Home > News > Aktuelle Meldungen > Veränderte Hirnstruktur bei chronischem Kokainkonsum
23.12.2011
Ein britisches Forschungsteam fand strukturelle Veränderungen des Hirnvolumens bei Kokainkonsumierenden. Die Studie soll zudem Hinweise darauf geben, warum manche Menschen eine Kokainabhängigkeit entwickeln.
Bild: angelhell / istockphoto.com
Der Bereich des Vorderhirns ist maßgeblich für die Entscheidungsfindung und die Kontrolle unserer Handlungen zuständig. Ist das Vorderhirn in seiner Funktion gestört, zeigt sich dies in besonders impulsivem und unkontrolliertem Verhalten. Ein britisches Forschungsteam unter der Leitung von Karen Ersche von der University of Cambridge hat herausgefunden, dass Kokainkonsum mit einem Rückgang an Hirnmasse im Bereich des Vorderhirns in Zusammenhang steht. Gleichzeitig entdeckte das Team eine vergrößerte Hirnstruktur in den Basalganglien, die eine wichtige Rolle für das Belohnungssystem spielen. Die Ergebnisse sind kürzlich in der Fachzeitschrift Brain erschienen.
Studienleiterin Karen Ersche und ihr Team untersuchten 120 Personen mit Hilfe der Magnetresonanztomografie (MRT), einem bildgebenden Verfahren, mit dem auch feine Hirnstrukturen sichtbar gemacht werden können. Die Hälfte der Untersuchungspersonen war kokainabhängig. Nach Angaben des Forschungsteams sei dies eine vergleichsweise große Stichprobe für eine MRT-Studie.
Den Ergebnissen zufolge war der Rückgang der Hirnmasse umso stärker ausgeprägt, je länger die Personen Kokain konsumierten. Das verminderte Hirnvolumen stand zudem in Zusammenhang mit einem stärker ausgeprägten zwanghaftem Konsumverhalten, das eines der Kennzeichen einer Kokainabhängigkeit ist. Tests zur Aufmerksamkeitssteuerung zeigten ebenfalls Defizite: Kokainkonsumierende hatte Probleme, sich über einen längeren Zeitraum zu konzentrieren und waren langsamer bei Aufgaben, in denen eine schnelle Entscheidungs- und Reaktionsfähigkeit gefragt war.

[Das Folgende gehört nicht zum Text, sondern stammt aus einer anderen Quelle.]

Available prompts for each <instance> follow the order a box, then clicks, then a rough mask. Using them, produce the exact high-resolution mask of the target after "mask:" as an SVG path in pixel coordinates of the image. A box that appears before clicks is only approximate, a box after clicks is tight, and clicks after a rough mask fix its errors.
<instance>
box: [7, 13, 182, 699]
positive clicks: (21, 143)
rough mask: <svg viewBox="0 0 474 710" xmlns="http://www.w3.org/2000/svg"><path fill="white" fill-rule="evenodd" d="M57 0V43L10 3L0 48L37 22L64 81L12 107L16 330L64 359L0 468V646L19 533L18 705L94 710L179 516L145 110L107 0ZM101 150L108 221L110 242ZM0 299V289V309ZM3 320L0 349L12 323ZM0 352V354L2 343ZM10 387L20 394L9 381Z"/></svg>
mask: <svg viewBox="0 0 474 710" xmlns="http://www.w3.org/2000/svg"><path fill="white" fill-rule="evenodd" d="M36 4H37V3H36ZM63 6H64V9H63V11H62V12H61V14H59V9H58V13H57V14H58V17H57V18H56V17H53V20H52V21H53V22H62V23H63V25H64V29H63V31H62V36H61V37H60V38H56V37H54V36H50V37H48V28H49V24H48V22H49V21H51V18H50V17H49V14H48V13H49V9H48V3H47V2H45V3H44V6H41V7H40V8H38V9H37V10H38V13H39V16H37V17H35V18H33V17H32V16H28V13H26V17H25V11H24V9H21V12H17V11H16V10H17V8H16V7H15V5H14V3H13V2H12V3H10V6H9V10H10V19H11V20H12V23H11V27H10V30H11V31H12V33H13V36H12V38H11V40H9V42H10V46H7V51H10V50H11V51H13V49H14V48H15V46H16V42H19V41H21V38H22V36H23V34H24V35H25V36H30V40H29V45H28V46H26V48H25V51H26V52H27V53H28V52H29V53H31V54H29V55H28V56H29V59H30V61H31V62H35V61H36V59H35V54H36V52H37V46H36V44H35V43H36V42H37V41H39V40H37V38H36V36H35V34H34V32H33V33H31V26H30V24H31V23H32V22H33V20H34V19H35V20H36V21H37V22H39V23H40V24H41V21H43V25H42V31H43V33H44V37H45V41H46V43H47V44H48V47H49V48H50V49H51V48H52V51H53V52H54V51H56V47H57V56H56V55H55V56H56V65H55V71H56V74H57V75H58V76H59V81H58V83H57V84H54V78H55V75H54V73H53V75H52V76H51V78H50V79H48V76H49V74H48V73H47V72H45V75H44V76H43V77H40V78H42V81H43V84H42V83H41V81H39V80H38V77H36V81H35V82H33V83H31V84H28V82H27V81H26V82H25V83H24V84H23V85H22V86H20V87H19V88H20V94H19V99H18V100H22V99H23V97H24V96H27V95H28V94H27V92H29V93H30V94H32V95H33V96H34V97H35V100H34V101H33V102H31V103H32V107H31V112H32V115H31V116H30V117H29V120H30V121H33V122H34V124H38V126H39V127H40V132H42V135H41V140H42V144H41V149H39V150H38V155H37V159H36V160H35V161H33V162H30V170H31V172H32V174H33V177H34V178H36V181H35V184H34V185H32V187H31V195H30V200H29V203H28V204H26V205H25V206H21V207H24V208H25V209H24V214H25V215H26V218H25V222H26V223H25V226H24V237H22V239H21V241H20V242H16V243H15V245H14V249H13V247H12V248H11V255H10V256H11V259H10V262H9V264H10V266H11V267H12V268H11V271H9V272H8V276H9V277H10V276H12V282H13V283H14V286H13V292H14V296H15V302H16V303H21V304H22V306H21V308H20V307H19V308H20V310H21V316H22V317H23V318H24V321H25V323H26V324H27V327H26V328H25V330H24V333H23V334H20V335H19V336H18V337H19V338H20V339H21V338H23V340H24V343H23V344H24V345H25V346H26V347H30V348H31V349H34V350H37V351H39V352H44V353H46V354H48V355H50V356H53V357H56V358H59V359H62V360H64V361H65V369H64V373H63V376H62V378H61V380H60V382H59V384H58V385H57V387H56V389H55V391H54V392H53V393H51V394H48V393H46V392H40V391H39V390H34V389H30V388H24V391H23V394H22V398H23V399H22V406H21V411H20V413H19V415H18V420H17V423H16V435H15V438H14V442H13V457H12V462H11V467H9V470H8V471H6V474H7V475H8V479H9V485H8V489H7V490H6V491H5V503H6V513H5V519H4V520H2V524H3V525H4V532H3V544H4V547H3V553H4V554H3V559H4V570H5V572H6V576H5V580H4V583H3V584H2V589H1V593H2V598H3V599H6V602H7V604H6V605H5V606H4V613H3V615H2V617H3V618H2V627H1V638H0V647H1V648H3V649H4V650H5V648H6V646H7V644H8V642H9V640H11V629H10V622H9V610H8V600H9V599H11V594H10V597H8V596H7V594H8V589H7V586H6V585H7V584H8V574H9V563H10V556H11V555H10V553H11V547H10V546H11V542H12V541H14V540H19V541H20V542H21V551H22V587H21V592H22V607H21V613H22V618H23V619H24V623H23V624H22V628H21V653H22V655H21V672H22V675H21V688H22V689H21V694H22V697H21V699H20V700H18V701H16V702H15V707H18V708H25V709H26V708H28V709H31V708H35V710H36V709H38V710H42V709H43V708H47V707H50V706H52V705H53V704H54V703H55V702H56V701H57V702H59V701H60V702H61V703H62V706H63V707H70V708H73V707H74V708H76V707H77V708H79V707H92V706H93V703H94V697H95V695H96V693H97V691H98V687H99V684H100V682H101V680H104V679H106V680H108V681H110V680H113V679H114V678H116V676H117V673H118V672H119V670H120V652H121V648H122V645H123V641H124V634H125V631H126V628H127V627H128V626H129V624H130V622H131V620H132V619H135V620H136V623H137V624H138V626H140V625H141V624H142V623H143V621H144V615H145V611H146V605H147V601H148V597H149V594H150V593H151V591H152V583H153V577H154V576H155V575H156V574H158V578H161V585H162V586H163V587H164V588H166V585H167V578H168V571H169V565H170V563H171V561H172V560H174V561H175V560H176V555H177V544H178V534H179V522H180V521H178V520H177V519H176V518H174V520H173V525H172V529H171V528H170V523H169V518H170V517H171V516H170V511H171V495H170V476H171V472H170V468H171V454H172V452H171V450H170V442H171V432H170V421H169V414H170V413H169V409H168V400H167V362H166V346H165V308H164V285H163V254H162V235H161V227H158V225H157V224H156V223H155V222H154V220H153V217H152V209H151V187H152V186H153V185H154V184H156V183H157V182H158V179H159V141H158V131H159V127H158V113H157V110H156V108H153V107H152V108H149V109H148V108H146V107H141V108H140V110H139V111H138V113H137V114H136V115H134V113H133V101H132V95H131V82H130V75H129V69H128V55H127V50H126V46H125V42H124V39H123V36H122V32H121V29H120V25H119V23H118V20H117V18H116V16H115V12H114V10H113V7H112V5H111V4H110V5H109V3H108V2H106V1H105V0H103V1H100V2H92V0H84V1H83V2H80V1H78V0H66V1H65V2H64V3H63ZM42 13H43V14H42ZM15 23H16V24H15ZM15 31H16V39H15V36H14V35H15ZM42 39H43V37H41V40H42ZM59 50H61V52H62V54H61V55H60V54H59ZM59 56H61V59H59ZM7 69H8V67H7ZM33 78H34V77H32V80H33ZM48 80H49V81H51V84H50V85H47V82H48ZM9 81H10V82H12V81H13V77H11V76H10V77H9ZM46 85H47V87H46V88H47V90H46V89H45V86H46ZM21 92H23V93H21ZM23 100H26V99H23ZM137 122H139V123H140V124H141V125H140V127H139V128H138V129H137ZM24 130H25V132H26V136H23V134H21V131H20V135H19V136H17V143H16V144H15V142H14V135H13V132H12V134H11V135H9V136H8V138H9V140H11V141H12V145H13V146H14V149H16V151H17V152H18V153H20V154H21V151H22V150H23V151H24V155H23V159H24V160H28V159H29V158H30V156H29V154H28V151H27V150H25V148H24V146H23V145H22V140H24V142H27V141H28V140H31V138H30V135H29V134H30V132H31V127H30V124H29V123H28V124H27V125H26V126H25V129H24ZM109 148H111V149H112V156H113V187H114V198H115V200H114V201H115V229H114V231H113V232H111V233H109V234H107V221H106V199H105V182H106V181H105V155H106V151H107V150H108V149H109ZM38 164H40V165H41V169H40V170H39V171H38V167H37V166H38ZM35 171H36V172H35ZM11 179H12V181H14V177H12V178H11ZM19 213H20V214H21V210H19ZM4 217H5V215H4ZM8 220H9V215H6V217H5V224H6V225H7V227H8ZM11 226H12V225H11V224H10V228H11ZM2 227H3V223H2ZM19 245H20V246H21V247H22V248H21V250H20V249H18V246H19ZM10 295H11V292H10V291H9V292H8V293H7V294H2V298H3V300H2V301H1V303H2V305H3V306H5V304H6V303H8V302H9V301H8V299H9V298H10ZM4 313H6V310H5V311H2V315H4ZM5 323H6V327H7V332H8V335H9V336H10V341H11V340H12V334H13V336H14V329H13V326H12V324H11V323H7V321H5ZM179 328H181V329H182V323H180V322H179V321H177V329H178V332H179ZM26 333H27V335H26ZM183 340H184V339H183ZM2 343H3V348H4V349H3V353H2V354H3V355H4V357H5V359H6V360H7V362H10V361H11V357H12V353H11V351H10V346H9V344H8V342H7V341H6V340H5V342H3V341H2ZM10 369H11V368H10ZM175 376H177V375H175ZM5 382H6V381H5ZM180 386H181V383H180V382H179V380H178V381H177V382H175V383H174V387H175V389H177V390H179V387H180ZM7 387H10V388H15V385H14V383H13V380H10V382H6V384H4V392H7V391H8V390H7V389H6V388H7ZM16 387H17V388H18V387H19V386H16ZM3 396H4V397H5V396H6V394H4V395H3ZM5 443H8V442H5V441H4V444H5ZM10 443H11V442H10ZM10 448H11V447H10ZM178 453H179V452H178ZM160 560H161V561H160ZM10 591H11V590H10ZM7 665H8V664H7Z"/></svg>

Hingegen gab es keinen Zusammenhang zwischen dem Konsummuster und dem vergrößerten Hirnareal, das für das Belohnungssystem von Bedeutung ist. Das Forschungsteam deutet dieses Ergebnis als Hinweis darauf, dass der strukturelle Unterschied möglicherweise schon vor Beginn des Kokainkonsums vorhanden war. Diese Personen könnten somit empfänglicher sein für die belohnende Wirkung des Kokains als die Kontrollgruppe, weil ihr Gehirn besonders stark auf Kokain reagiert.
„Diese Studie gibt wichtige Einblicke darin, warum manche Menschen eher eine Drogenabhängigkeit entwickeln“, sagt Studienleiterin Karen Ersche. Denn obwohl Kokain ein hohes Abhängigkeitspotenzial habe, würden längst nicht alle Konsumierenden abhängig werden. Die Ergebnisse würden zeigen, dass Kokainabhängigkeit eine Funktionsstörung des Gehirns sei. Auf dieser Grundlage könnten möglicherweise neue Behandlungsstrategien entwickelt werden. Hierbei ist wichtig zu erwähnen, dass die Studie von dem Pharmakonzern GlaxoSmithKline finanziert wurde.
Einschränkend ist zu erwähnen, dass viele der Kokainkonsumierenden auch eine Alkoholabhängigkeit aufwiesen sowie andere Drogen konsumierten. Aufgabe zukünftiger Studien sei es daher, unterschiedliche Typen von Kokainkonsumierenden zu untersuchen, um den zusätzlichen Einfluss anderer Substanzen zu testen.